A Tory official was dismissive, describing Stewart’s 2019 leadership bid as “a patchwork of woolly ideas totally devoid of detail which is exactly what the modern Labour party is offering, alongside tax increases and further borrowing”.

Meanwhile, Sunak ends the year with his personal popularity falling to new lows and trying to hold together two warring wings of his party, often failing to satisfy neither.

His legislation to revive his Rwanda migration policy, which passed its first Commons vote this week with a majority of 44, has been criticised by moderate One Nation Tory MPs for being too tough.

But his party’s rightwingers believe it does not go far enough.

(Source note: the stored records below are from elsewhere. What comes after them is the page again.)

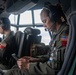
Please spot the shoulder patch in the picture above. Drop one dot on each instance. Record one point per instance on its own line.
(64, 40)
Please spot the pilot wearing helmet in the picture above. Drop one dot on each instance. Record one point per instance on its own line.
(54, 21)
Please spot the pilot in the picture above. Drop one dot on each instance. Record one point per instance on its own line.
(7, 45)
(54, 21)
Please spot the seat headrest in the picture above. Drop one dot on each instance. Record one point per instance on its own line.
(30, 30)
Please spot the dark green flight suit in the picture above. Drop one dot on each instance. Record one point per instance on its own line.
(52, 66)
(5, 58)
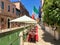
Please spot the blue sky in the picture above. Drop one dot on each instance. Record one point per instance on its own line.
(29, 4)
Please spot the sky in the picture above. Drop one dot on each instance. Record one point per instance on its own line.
(29, 4)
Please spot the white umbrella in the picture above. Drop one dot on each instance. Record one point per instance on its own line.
(24, 19)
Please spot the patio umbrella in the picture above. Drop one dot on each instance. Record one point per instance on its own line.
(24, 19)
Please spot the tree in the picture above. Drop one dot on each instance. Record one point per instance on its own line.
(51, 10)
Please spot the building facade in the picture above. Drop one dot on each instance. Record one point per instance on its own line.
(7, 13)
(21, 7)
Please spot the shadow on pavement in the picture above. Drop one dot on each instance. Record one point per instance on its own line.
(50, 39)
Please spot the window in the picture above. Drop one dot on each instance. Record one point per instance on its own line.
(9, 8)
(2, 20)
(2, 5)
(13, 10)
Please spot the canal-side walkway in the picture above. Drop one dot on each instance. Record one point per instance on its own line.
(41, 40)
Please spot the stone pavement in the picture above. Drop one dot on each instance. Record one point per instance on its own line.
(44, 39)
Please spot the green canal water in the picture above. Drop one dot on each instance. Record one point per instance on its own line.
(11, 37)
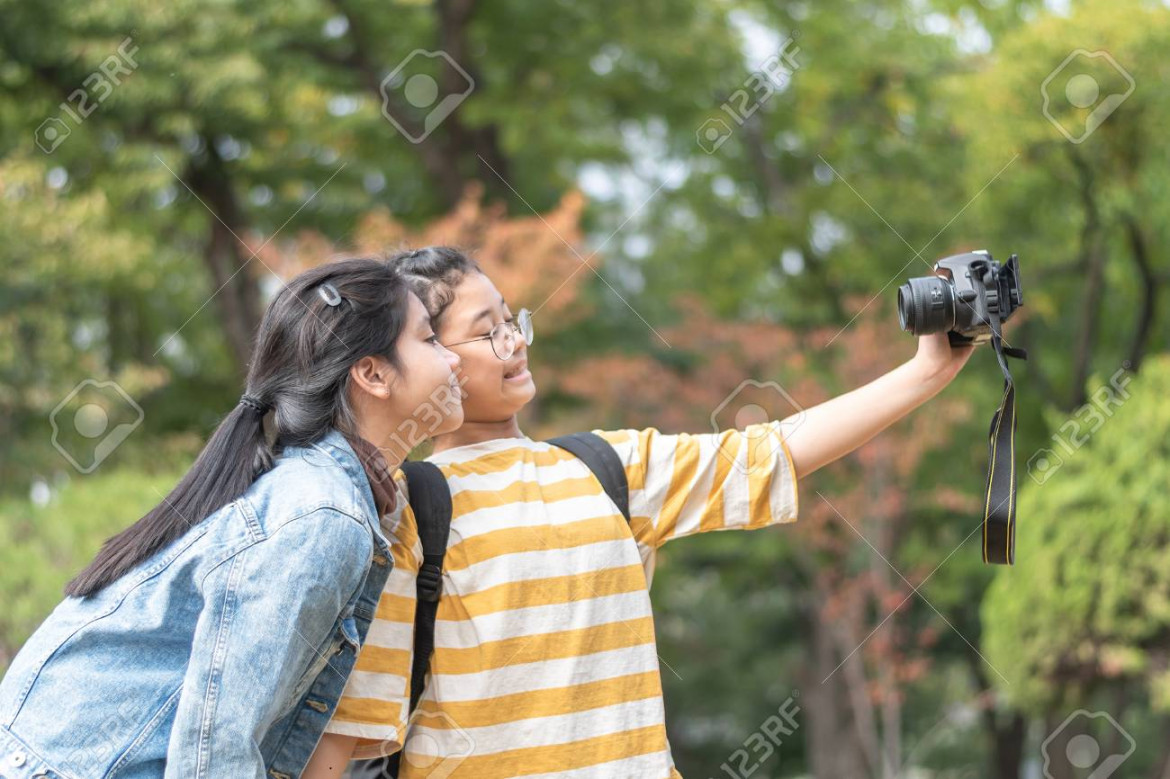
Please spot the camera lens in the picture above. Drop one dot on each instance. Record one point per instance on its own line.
(926, 305)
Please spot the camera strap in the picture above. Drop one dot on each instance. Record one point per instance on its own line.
(999, 511)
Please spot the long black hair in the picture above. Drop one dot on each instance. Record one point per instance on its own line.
(300, 371)
(433, 274)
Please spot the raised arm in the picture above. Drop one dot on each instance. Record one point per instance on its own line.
(834, 428)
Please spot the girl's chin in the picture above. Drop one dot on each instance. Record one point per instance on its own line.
(522, 386)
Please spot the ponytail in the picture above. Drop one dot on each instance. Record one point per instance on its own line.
(317, 326)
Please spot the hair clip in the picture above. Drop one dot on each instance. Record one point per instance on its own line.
(329, 294)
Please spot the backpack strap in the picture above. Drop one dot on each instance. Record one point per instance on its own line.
(605, 463)
(431, 503)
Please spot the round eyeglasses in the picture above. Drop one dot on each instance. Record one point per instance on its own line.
(503, 335)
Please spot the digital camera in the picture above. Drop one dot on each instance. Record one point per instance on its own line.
(962, 297)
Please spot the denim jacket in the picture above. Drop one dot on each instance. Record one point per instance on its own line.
(221, 656)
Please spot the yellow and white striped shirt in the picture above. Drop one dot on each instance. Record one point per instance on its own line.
(545, 662)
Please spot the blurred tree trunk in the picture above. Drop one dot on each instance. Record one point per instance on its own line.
(235, 291)
(842, 738)
(1146, 311)
(1093, 256)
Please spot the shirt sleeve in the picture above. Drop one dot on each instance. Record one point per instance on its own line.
(692, 483)
(376, 701)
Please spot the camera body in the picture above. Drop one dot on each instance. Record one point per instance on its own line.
(963, 296)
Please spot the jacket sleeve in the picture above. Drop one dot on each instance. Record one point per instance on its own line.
(266, 620)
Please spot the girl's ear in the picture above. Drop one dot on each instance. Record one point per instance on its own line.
(374, 376)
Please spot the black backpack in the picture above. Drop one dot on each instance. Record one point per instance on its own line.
(431, 503)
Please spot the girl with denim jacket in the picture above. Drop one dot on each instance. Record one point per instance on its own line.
(213, 636)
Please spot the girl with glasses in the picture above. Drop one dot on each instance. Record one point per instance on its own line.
(544, 654)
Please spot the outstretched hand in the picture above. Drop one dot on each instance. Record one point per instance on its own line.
(938, 360)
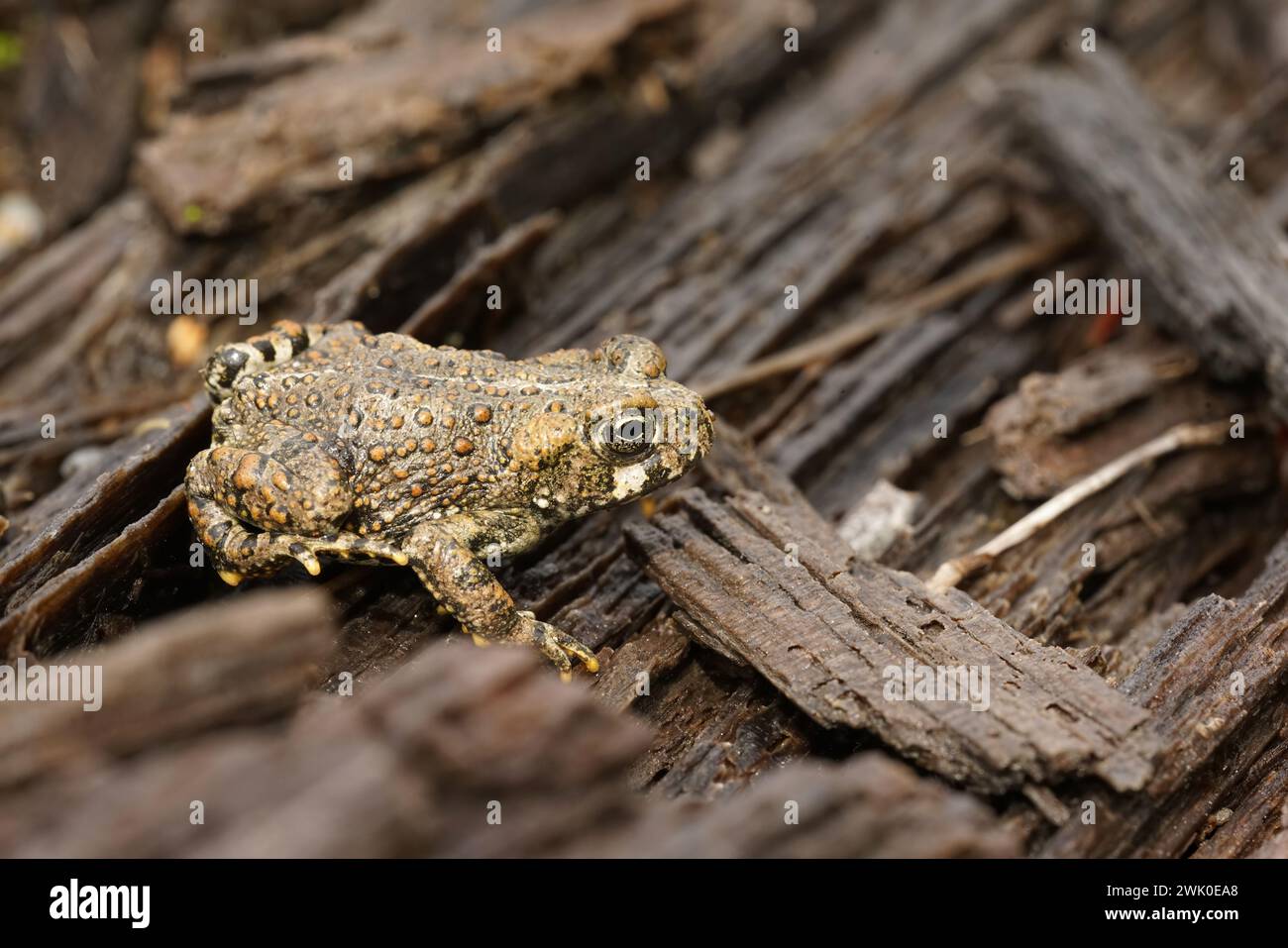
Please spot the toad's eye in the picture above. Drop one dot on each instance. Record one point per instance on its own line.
(626, 437)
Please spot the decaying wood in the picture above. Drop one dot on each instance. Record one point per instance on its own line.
(214, 666)
(1214, 686)
(1202, 248)
(745, 617)
(464, 753)
(868, 806)
(1173, 440)
(776, 570)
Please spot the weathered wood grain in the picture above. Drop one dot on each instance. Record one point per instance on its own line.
(823, 630)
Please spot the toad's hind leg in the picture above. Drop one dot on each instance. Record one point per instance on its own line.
(468, 590)
(239, 552)
(297, 513)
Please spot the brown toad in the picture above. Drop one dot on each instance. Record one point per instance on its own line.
(333, 441)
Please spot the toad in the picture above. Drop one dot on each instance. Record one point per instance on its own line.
(331, 441)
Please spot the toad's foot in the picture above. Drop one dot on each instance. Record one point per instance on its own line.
(555, 646)
(467, 588)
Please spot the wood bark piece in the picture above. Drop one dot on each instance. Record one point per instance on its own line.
(84, 513)
(1214, 686)
(1202, 247)
(715, 733)
(870, 806)
(71, 608)
(283, 141)
(823, 631)
(1056, 428)
(237, 662)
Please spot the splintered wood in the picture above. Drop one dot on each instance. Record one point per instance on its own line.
(835, 638)
(957, 567)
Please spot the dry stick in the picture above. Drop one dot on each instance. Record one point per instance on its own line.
(885, 317)
(1185, 436)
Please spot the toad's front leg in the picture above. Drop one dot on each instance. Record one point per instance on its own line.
(469, 591)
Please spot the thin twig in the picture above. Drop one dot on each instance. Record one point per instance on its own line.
(888, 316)
(1185, 436)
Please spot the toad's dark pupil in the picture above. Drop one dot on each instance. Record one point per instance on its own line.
(630, 433)
(627, 437)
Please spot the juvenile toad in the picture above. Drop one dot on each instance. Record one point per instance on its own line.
(330, 441)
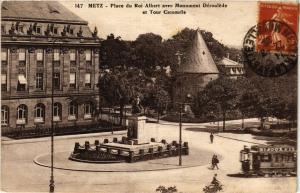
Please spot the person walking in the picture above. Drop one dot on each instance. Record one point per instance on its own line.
(211, 138)
(215, 181)
(215, 162)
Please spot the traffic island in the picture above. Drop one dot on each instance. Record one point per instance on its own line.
(126, 151)
(137, 146)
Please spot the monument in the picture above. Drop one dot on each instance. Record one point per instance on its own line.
(137, 146)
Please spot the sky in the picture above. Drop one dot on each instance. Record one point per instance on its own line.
(228, 25)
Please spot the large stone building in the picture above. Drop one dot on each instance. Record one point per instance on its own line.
(195, 72)
(231, 68)
(36, 37)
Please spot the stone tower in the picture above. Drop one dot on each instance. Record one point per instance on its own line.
(195, 72)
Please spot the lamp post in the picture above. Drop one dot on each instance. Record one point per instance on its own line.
(179, 54)
(52, 185)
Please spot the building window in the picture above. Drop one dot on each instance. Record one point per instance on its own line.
(39, 112)
(38, 29)
(39, 81)
(88, 57)
(72, 111)
(57, 112)
(56, 81)
(40, 57)
(20, 29)
(72, 80)
(3, 82)
(71, 31)
(73, 58)
(87, 80)
(87, 111)
(22, 115)
(2, 29)
(56, 57)
(22, 57)
(21, 82)
(4, 55)
(4, 115)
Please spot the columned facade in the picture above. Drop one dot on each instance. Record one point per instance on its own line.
(33, 45)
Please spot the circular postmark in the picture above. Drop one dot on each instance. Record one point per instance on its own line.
(270, 48)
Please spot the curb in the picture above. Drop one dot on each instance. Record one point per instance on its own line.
(21, 141)
(240, 140)
(110, 171)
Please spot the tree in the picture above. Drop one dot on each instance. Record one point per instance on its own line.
(149, 52)
(220, 94)
(115, 52)
(114, 88)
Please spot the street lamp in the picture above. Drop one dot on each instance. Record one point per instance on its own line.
(179, 54)
(52, 185)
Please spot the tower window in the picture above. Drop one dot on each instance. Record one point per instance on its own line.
(3, 82)
(4, 115)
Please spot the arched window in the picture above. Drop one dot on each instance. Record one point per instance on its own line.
(39, 112)
(57, 112)
(72, 111)
(87, 110)
(22, 113)
(4, 115)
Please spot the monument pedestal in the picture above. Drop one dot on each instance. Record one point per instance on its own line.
(137, 131)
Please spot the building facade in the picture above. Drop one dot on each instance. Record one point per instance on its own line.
(47, 49)
(195, 71)
(231, 68)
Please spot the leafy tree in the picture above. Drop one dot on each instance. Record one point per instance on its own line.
(218, 95)
(149, 52)
(115, 52)
(114, 88)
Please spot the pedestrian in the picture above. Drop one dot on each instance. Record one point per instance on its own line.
(214, 162)
(211, 138)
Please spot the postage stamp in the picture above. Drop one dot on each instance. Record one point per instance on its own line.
(270, 47)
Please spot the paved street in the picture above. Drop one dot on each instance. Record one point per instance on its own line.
(20, 173)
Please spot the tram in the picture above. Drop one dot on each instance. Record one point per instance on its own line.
(263, 160)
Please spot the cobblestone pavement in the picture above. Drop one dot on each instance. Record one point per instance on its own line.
(21, 174)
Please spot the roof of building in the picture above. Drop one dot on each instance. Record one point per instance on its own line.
(38, 10)
(198, 58)
(228, 62)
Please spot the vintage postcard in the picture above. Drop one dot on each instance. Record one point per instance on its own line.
(149, 96)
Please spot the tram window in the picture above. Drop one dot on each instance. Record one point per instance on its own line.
(265, 158)
(290, 158)
(278, 157)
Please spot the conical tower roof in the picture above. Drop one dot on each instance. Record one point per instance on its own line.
(198, 58)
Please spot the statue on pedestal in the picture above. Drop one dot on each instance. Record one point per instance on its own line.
(137, 108)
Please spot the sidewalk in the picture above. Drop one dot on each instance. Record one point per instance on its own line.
(6, 140)
(162, 122)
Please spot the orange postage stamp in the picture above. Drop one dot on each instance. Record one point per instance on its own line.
(278, 27)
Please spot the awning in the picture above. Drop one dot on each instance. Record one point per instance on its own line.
(22, 79)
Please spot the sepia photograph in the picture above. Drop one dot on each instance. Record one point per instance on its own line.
(149, 96)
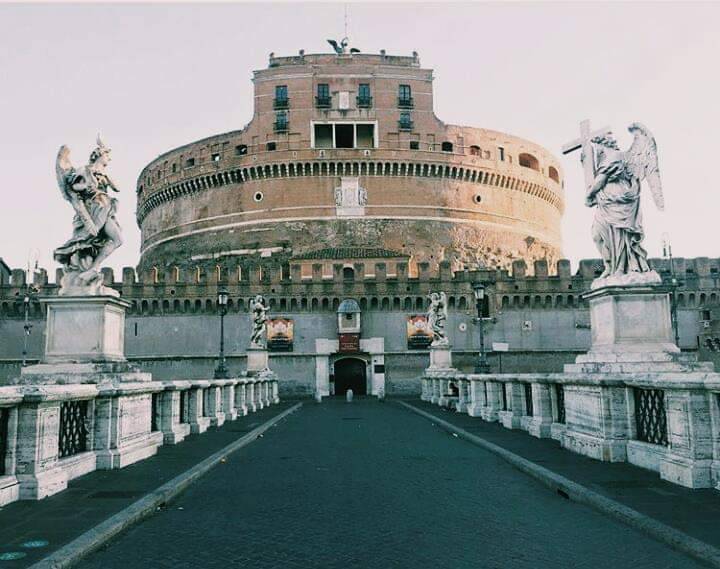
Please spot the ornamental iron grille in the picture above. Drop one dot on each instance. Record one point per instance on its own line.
(650, 418)
(73, 428)
(183, 402)
(528, 399)
(154, 412)
(4, 416)
(560, 398)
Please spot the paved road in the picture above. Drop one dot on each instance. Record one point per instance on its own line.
(371, 485)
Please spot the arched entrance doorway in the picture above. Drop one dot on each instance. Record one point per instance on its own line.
(350, 374)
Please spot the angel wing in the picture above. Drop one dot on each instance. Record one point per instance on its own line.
(63, 168)
(643, 161)
(337, 48)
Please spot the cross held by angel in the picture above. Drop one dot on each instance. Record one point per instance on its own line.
(96, 232)
(613, 179)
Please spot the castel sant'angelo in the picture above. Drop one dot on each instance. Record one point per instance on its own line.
(345, 151)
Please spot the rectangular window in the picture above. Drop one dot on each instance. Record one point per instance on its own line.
(365, 135)
(281, 98)
(405, 96)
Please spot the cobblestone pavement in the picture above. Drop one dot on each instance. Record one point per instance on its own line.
(371, 485)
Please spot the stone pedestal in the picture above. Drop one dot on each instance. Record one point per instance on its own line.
(440, 358)
(258, 361)
(84, 329)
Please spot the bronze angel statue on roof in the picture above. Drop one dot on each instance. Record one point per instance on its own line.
(615, 193)
(96, 232)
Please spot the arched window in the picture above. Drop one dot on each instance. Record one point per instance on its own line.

Some want Britain to pull out of the European Convention on Human Rights and are pushing Sunak to go further in the new year when the Safety of Rwanda bill returns to the Commons.

One former Tory minister said some rightwing Conservative MPs were preparing for a fight to control the party after “what they think will be an inevitable defeat at the next election”, adding: “They are scrapping over the bones of the party.”

Sunak will on Saturday travel to Rome to attend a political festival organised by Italian prime minister Giorgia Meloni’s rightwing Brothers of Italy party, but some of his own MPs believe he is not rightwing enough. Last year former minister Jacob Rees-Mogg called Sunak “a socialist”.

However, the prime minister believes he can still turn things around next year, including by pushing his Rwanda bill through parliament and — he hopes — getting some migrants on a plane to Kigali in the spring.

A tax-cutting Budget is planned in March and Sunak’s supporters say the effects of lower inflation and falling taxes will start to feed through to household budgets. The preference in senior Tory circles is for an autumn 2024 election.

The potential pitfalls are clear, including continuing Tory ill-discipline. The party HQ is also braced for two by-elections early next year — in Blackpool South and Wellingborough — arising from allegations of misconduct against sitting MPs. 

Concerns are rising in Tory circles over the rightwing party Reform UK making strides in Wellingborough, where Ukip came second with almost 20 per cent of the vote in 2015.

The incumbent Tory MP, Peter Bone, is facing a six-week suspension from the Commons for bullying and indecent exposure and the results of a recall petition are expected next week. Bone denies the findings by parliament’s watchdog.

Nevertheless, Sunak was said to have been in “chipper” mood this week when he hosted Christmas drinks for his MPs, even posing for a photograph between rightwing MP Jonathan Gullis and left-leaning Sir Bob Neill, two of the protagonists in the Rwanda row.

Some Tory strategists insist a “hung parliament is really underpriced” in the election and Sunak could hold on to power even if the Tories fall short of a majority. Few senior Conservatives now believe the prime minister can win outright.

Starmer, meanwhile, hosted drinks this week for lobby journalists and in a sign of the party’s increasing proximity to power so many reporters attended that some drinks rapidly ran out.

One Starmer aide said: “We genuinely thought the poll lead would have narrowed by now. It’s astonishing how little traction Sunak is getting. We’re having to remind people all the time not to start measuring the curtains.”

The Labour leader claimed that even the Tory press was warming to him. “In 2017 the Daily Mail described me as ‘weak and floundering’,” he said. “This year there was a notable thawing when they described me as merely ‘floundering’.”

Starmer’s office was approached for comment.